ローム株式会社は、距離測定・空間認識用LiDAR(ライダー)を搭載する、産業機器分野のAGV(無人搬送車)やサービスロボット、民生機器分野のロボット掃除機などに向けて、高出力半導体レーザダイオード「RLD90QZW8」を開発した。
「RLD90QZW8」は、3D ToFシステムを用いて距離測定や空間認識を行うLiDAR向けに開発された、赤外120W高出力レーザダイオードだ。独自の素子開発技術により、レーザ波長の温度依存性を一般品比66%減となる⊿11.6nm(平均0.10nm/℃)まで低減させている。
これにより、特定の光の波長帯の信号だけを通過させる「バンドパスフィルタ」の狭小化に寄与するため、LiDARの遠方検知に貢献する。
また、発光幅は270µmで、発光幅の97%にあたる264µmの領域で、均一な発光強度を実現している。さらに、高い電力光変換効率(PCE)も実現しており、高効率な光出力が可能となることから、LiDARの低消費電力化にも貢献する。
その他、「RLD90QZW8」の評価・導入に必要となる駆動回路の設計手法を記載したアプリケーションノートや、基板開発用のデータ、シミュレーション用のモデル(SPICEモデル、Rayデータ)などの設計データを、ローム公式Web上に無償公開している。
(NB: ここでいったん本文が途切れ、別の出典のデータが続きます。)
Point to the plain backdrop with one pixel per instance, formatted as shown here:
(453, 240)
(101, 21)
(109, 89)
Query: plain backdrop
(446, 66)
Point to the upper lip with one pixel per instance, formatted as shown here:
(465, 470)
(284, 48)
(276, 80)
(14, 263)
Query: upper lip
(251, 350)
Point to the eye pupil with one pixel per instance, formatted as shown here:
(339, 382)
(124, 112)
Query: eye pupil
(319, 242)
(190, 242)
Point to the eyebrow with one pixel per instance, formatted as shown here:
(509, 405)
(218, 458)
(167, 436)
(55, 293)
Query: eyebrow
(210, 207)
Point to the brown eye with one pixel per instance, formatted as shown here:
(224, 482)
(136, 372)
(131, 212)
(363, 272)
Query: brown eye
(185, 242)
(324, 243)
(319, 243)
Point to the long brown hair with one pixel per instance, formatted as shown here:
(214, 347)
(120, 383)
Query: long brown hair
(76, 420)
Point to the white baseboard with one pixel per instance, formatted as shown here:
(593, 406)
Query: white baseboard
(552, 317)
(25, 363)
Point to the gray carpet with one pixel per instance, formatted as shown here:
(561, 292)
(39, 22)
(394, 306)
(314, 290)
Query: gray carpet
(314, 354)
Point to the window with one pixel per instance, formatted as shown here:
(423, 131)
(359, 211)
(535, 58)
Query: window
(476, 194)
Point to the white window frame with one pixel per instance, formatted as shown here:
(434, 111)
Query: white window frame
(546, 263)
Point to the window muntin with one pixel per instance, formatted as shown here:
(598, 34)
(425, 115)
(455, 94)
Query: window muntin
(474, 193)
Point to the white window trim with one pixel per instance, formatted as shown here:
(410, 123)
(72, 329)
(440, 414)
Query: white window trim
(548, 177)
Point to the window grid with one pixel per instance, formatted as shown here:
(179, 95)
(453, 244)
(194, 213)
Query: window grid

LiDAR用途でのレーザダイオード駆動には、ナノ秒オーダの高速スイッチングも必要となるが、ロームが開発したEcoGaNシリーズの150V GaN HEMT、及びゲートドライバを組み合わせたリファレンスデザイン「REFLD002」も、ローム公式Web上で公開している。
「RLD90QZW8」は、2023年9月よりサンプル出荷を開始(サンプル価格3,500円/個:税抜)しており、2023年12月より当面月産20万個の体制で量産を開始する予定だ。なおサンプルは、インターネット商社のコアスタッフオンライン、チップワンストップからも販売している。
現在ロームは、製造工場において前工程・後工程とも車載品質マネジメント規格のIATF 16949を取得し、車載対応(AEC-Q102準拠)に向けたレーザーダイオードの製品開発も進めており、2024年度中の製品化を予定している。